Top Nine Best Sports Curses
By Lou DiPietro
Halloween season brings about thoughts of many things: ghosts and goblins, cool costumes, all the chocolate you can eat…and, of course, the subject of witchcraft. The sports world for one certainly believes in superstitions and curses, and in compiling the list of famous athletic hexes below, we think our toil and trouble has produced a countdown even the most dubious residents of Salem, Mass. would find satisfactory.
THE CURSE OF CLEVELAND
"The Catch," "The Drive," "The Shot," and even "The Decision" are all bad memories for snake-bitten fans in Cleveland, who haven't seen a championship since the Browns won the NFL Title in 1964. We, on the other hand, choose to blame Cleveland's follies on someone stealing Jobu's rum.
THE CURSE OF BOBBY LAYNE
When the Lions traded Bobby Layne to Pittsburgh in 1958, the disgruntled QB reportedly said the Lions would "not win for 50 years." He was right, as over the next half-century, Detroit roared its way to the worst winning percentage in the NFL -- and in 2008, they became the first NFL team to finish 0-16.
THE AUGUSTA PAR 3 CURSE
Perhaps it's more coincidence than curse, but no man that has ever won the pre-Masters Par 3 exhibition at Augusta National has ever gone on to win the Green Jacket later that weekend.
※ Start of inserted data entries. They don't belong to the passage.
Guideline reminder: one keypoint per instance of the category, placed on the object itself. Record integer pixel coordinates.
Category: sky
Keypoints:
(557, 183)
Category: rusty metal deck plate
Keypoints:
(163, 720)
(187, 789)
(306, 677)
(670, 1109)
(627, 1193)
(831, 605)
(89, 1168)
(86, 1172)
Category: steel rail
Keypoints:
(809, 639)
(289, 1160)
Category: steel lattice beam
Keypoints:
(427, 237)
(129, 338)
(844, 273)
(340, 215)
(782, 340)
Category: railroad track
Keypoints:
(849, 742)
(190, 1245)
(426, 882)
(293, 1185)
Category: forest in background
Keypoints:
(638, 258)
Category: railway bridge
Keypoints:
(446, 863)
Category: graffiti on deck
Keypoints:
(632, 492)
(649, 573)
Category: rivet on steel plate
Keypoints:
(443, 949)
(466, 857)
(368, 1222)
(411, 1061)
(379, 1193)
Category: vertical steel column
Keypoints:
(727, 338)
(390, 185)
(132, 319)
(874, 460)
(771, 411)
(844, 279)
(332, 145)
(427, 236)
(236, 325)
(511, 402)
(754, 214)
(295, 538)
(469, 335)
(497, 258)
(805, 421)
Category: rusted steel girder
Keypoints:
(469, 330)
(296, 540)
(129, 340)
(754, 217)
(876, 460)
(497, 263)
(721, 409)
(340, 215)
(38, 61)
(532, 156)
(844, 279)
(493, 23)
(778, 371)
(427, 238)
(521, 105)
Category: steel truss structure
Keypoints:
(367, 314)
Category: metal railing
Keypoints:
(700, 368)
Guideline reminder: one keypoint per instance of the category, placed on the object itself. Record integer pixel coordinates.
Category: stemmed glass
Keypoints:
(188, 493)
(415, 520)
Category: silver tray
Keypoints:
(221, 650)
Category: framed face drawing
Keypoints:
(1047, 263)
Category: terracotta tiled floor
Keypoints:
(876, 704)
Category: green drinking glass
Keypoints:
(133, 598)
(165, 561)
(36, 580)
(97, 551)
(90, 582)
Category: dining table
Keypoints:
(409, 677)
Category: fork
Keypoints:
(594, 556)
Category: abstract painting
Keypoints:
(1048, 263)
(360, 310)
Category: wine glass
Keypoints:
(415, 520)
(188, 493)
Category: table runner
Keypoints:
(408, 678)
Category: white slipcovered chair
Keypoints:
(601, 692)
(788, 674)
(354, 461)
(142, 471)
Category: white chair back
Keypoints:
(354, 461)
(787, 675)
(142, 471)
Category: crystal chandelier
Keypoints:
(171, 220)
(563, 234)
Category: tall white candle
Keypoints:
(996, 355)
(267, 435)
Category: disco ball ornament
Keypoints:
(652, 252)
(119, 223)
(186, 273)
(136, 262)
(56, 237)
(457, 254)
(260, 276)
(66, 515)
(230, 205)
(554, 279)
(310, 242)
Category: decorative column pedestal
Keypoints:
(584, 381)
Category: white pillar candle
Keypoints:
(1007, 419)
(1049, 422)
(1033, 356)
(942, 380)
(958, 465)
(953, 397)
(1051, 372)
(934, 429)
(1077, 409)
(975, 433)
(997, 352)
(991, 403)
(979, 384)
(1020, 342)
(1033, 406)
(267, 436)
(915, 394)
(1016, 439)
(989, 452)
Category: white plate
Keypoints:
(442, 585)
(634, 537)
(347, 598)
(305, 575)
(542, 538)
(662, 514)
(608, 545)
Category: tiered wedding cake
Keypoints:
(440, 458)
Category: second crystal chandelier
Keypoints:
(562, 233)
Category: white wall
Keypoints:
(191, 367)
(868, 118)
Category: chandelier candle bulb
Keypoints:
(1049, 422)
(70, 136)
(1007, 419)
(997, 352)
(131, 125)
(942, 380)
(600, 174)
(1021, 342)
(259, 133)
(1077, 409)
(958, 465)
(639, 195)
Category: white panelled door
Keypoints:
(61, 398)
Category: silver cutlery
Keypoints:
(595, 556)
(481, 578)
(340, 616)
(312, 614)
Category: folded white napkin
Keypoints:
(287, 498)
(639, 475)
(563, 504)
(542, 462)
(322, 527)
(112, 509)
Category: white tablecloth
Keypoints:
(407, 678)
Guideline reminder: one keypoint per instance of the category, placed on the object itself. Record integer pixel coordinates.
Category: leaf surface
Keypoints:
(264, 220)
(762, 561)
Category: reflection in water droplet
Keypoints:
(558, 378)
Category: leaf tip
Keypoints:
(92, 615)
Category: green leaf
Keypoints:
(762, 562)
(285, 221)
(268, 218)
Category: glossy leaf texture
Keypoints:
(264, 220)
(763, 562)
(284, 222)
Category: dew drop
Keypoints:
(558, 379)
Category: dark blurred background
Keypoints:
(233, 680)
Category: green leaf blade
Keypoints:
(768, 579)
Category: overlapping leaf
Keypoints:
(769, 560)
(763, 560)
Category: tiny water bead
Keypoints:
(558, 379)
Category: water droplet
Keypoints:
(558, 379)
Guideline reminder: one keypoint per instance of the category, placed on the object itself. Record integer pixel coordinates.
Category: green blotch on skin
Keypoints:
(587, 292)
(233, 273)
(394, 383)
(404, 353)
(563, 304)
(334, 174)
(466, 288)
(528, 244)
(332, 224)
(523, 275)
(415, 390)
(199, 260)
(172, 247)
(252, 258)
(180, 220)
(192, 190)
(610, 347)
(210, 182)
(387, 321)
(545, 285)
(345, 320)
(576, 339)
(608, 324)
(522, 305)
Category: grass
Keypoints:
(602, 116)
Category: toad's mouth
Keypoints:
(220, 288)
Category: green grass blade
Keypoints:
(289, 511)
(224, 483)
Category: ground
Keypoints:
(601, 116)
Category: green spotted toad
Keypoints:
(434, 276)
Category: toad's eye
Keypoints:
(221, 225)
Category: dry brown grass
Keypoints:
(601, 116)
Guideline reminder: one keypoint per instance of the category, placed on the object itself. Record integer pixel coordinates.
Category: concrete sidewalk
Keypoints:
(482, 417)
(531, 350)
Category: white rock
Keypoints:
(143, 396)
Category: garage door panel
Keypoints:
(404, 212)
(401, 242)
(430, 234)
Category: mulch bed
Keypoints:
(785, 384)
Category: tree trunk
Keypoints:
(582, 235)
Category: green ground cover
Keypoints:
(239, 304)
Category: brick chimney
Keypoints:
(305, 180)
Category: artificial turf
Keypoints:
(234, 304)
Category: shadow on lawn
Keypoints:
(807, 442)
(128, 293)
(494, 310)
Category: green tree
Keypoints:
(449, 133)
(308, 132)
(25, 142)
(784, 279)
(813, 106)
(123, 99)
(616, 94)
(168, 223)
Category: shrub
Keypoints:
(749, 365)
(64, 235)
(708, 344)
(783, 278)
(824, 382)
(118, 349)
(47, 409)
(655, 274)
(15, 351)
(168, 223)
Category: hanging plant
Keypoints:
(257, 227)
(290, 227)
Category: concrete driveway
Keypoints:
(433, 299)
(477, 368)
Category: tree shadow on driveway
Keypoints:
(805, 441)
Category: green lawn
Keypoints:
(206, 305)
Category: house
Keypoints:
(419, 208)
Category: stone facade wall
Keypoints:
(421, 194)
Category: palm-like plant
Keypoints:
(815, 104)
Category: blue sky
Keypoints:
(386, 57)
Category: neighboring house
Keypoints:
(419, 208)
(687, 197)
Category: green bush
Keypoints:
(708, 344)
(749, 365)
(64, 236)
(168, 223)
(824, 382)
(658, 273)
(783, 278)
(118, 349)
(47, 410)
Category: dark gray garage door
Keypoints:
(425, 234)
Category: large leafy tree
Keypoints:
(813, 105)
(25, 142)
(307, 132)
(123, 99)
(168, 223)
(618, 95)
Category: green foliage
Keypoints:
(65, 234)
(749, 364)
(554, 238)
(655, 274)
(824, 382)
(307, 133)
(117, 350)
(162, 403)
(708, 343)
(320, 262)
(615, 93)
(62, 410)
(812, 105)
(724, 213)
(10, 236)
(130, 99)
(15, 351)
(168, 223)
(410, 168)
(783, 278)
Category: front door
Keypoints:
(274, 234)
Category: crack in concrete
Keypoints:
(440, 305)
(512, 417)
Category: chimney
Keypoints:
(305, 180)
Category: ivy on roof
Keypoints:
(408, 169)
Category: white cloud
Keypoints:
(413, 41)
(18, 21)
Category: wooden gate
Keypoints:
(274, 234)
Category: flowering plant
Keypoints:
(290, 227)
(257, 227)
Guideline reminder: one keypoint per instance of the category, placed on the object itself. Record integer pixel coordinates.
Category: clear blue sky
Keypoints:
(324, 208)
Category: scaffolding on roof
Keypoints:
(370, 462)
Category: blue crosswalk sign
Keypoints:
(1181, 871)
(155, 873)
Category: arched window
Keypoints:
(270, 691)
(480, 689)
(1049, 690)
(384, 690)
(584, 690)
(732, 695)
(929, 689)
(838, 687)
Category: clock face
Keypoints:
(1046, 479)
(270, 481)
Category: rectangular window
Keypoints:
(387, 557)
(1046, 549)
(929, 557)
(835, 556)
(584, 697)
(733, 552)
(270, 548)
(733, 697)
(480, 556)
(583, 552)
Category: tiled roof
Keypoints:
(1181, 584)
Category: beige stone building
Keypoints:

Perhaps a little prayer at "Amen Corner" might help next year, boys?
THE ANDRETTI CURSE
Talk about laying a brick: Since Mario Andretti won the Indianapolis 500 in 1969, the Andretti Family is 0-for-67 in starts at the Brickyard…and on the two occasions a driver running a car owned by Andretti Racing actually won at Indy, said driver defected to Ganassi Racing the following season.
THE CURSE OF WILLIAM PENN
Legend in Philadelphia had it that no building should be built taller than the William Penn statue atop City Hall, and after that was violated in 1987, the head Quaker's curse saw Philly go title-free for two decades…until a Penn figurine was attached to the final beam of the Comcast Center in 2007.
THE SI COVER JINX
As it goes, bad things happen to athletes shortly after they appear on the cover of Sports Illustrated…and while it may just be a case of confirmation bias, a study done back in 2003 showed that more than 37 percent of SI's cover subjects had "fallen victim" to it.
FRED MERKLE AND THE CURSE OF THE BILLY GOAT
The poor Chicago Cubs haven't won a World Series since Merkle's…um, gaffe (Google it) let them reach the Fall Classic in 1908, and they haven't even been back since Billy Sianis and his goat were exiled from Wrigley Field during the 1945 World Series. Insert your own baaaaaaa-d joke here.
THE MADDEN CURSE
We spotlighted the hex that has fallen on many of those who've been the face of the Madden video game franchise in a previous Niner, and this year, cover boy Calvin Johnson has just 592 yards and all of one touchdown through Week 7. On the bright side, at least he hasn't spiked himself.
THE CURSE OF THE BAMBINO
Of course it's number one, and if you're a Yankees fan, you know that while the Red Sox finally broke it in 2004, the bad news for them is that any "reverse hex" the '04 Sox may have placed on the Yankees lasted all of five years…which, to be fair, is still four more than Boston's last manager.